Volksbefragung verboten - Oberster Gerichtshof wies Antrag auf Aufhebung zurück

Demonstration in Barcelona. © Bild: imago/El Mundo

Die Regierung von Katalonien ist mit dem Versuch gescheitert, das Verbot einer Volksbefragung zur Unabhängigkeit der spanischen Region aufheben zu lassen. Spaniens Oberster Gerichtshof in Madrid wies am Donnerstag einen entsprechenden Antrag zurück.

Das spanische Verfassungsgericht hatte die für den 9. November geplante Volksbefragung in Katalonien untersagt. Die katalanische Regionalregierung rief daraufhin den Obersten Gerichtshof an und argumentierte, das Verbot bedeute einen Verstoß gegen das Grundrecht auf freie Meinungsäußerung. Die Richter begründeten die Ablehnung des Antrags damit, dass kein Gericht befugt sei, eine Entscheidung des Verfassungsgerichts aufzuheben.

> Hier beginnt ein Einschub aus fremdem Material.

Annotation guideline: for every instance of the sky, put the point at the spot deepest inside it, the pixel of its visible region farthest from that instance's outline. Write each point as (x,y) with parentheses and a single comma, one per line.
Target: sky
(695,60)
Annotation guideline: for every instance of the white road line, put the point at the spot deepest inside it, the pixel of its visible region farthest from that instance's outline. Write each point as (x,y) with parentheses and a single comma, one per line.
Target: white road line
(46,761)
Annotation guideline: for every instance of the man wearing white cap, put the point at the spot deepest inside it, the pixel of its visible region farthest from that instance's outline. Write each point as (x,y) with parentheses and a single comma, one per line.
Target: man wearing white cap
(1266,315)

Die spanische Zentralregierung hatte gegen die geplante Volksbefragung Verfassungsklage erhoben. Das Verfassungsgericht ließ die Klage zu. Damit wurde die Befragung automatisch vorläufig untersagt. Die katalanische Regierung kündigte an, trotz des Verbots an ihrem Vorhaben festhalten zu wollen.